# Differential Equations with Discontinuous Forcing Functions

1. Nov 24, 2014

### _N3WTON_

1. The problem statement, all variables and given/known data
Solve the given initial value problem:
$y'' + y = u(t-\pi) - u(t-2 \pi)$
$y(0) = 0$
$y'(0) = 1$

2. Relevant equations

3. The attempt at a solution
First I took the Laplace transform of both sides:
$\mathcal{L}[y'' + y ] = \mathcal{L}(u(t-\pi)) - \mathcal{L}(u(t-2 \pi))$
$(s^{2}Y(s) - sy(0) - y'(0)) + Y(s) = \frac{e^{-\pi s}}{s} - \frac{e^{-2 \pi s}}{s}$
$s^{2}Y(s) - 1 + Y(s) = \frac{e^{-\pi s}-e^{-2 \pi s}}{s} + 1$
$Y(s)(s^{2}+1) = \frac{e^{-\pi s}-e^{-2 \pi s}+s}{s}$
$Y(s) = \frac{e^{-\pi s}-e^{-2 \pi s} + s}{s(s^{2}+1)}$
At this point I get stuck, I tried doing a partial fraction decomp, but that didn't seem to get me anywhere closer to the solution..

2. Nov 24, 2014

### LCKurtz

I haven't checked your algebra, but assuming it is correct you need to use the formula$$\mathcal Lf(t-a)u(t-a) = e^{-as}\mathcal L(f(t)) = e^{-as}F(s)$$So if you have a transform $F(s)$ that is multiplied by $e^{-as}$ all you have to do is invert the $F(s)$ to $f(t)$ then truncate and translate it go get $f(t-a)u(t-a)$. So just break up your problem into three fractions and work them separately.

3. Nov 24, 2014

### _N3WTON_

ah, ok.. So I'll have something like:
$Y(s) = \frac{e^{-\pi s}}{s(s^{2}+1)} - \frac{e^{-2\pi s}}{s(s^{2}+1)} + \frac{1}{s^{2}+1}$
Then I would do a decomposition on this last fraction and then apply the inverse Laplace?

4. Nov 24, 2014

### LCKurtz

Yes.
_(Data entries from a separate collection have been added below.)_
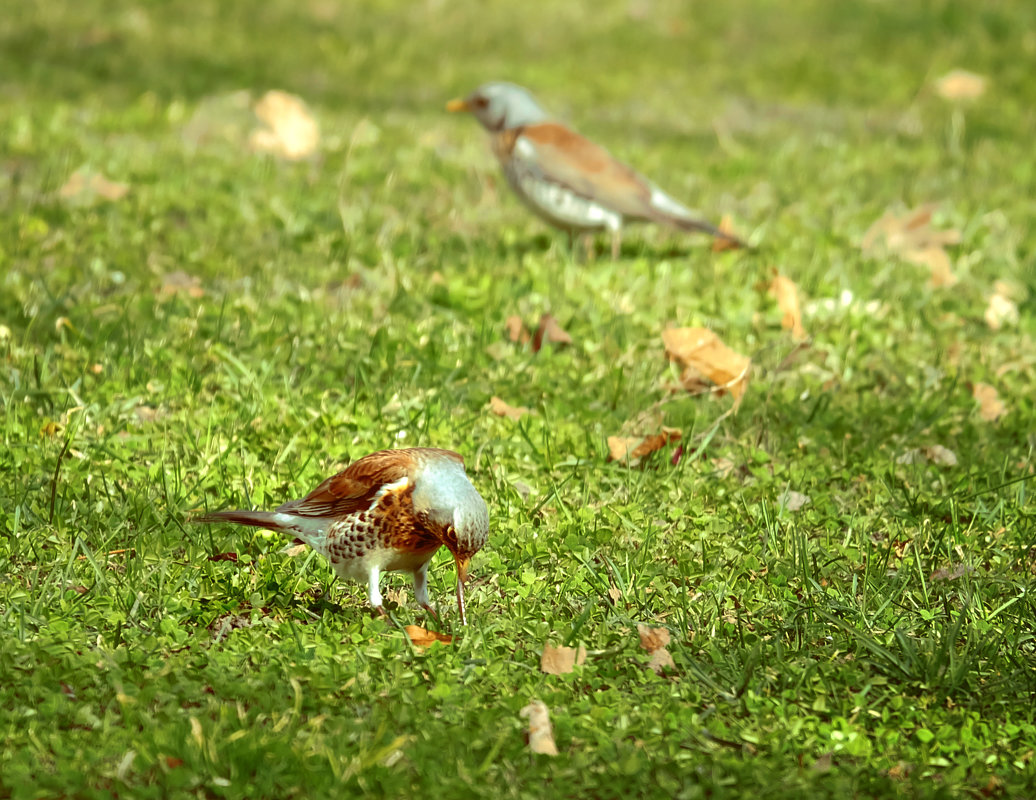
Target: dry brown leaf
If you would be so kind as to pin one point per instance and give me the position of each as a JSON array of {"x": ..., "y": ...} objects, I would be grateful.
[
  {"x": 661, "y": 660},
  {"x": 635, "y": 448},
  {"x": 500, "y": 408},
  {"x": 938, "y": 261},
  {"x": 937, "y": 454},
  {"x": 701, "y": 353},
  {"x": 549, "y": 331},
  {"x": 85, "y": 187},
  {"x": 50, "y": 429},
  {"x": 1001, "y": 311},
  {"x": 990, "y": 406},
  {"x": 424, "y": 638},
  {"x": 720, "y": 244},
  {"x": 653, "y": 638},
  {"x": 291, "y": 131},
  {"x": 786, "y": 294},
  {"x": 541, "y": 735},
  {"x": 517, "y": 332},
  {"x": 794, "y": 501},
  {"x": 177, "y": 282},
  {"x": 907, "y": 232},
  {"x": 560, "y": 660},
  {"x": 960, "y": 84}
]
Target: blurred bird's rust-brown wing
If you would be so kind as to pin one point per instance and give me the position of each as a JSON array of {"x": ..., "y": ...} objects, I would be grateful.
[
  {"x": 353, "y": 489},
  {"x": 574, "y": 162}
]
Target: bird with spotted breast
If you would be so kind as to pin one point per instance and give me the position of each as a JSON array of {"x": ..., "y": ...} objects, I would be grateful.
[
  {"x": 564, "y": 177},
  {"x": 391, "y": 510}
]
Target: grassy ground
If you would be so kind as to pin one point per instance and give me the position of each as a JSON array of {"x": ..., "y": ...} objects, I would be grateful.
[{"x": 878, "y": 641}]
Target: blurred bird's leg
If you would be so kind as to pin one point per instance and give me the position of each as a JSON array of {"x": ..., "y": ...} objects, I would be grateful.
[
  {"x": 421, "y": 589},
  {"x": 616, "y": 244}
]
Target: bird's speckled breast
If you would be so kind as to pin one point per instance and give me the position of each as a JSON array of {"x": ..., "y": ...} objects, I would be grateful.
[
  {"x": 555, "y": 203},
  {"x": 392, "y": 523}
]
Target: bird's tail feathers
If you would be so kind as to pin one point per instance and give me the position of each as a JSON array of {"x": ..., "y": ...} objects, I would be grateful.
[
  {"x": 671, "y": 212},
  {"x": 268, "y": 519}
]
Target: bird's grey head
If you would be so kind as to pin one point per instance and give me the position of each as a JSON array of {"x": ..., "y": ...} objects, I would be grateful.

Use the formula on each of the first two and do the third one by itself. Then add the three answers.

5. Nov 24, 2014

### _N3WTON_

ok...I'm getting a lot of terms so I wanted to make sure I'm doing this correctly. For my decomposition I found:
$\frac{1}{s(s^{2}+1)} = \frac{1}{s} - \frac{s}{s^{2}+1}$
Therefore, I found the following:
$Y(s) = \frac{e^{-\pi s}}{s} - \frac{se^{-\pi s}}{s^{2}+1} - \frac{e^{-2\pi s}}{s} + \frac{se^{-2\pi s}}{s^{2}+1} - \frac{1}{s^{2}+1}$
So after applying the inverse Laplace I get:
$y(t) = u(t - \pi)-\cos (t-\pi)u(t-\pi) - u(t -2\pi)+\cos (t-2\pi)u(t-2\pi)+\sin t$
The above answer can probably be simplified, but I'll worry about that later :)

Last edited: Nov 24, 2014
6. Nov 24, 2014

### LCKurtz

That's the idea. Hopefully it's starting to look more like your given solution.

7. Nov 24, 2014

### _N3WTON_

It definitely looks close, the given solution is:
$\sin t + u(t-\pi)(1-\cos (t-\pi)) - u(t-2\pi)(1-\cos (t -2\pi))$
I need to check and make sure my signs are okay, but I think I've got the hang of it, thanks for the help!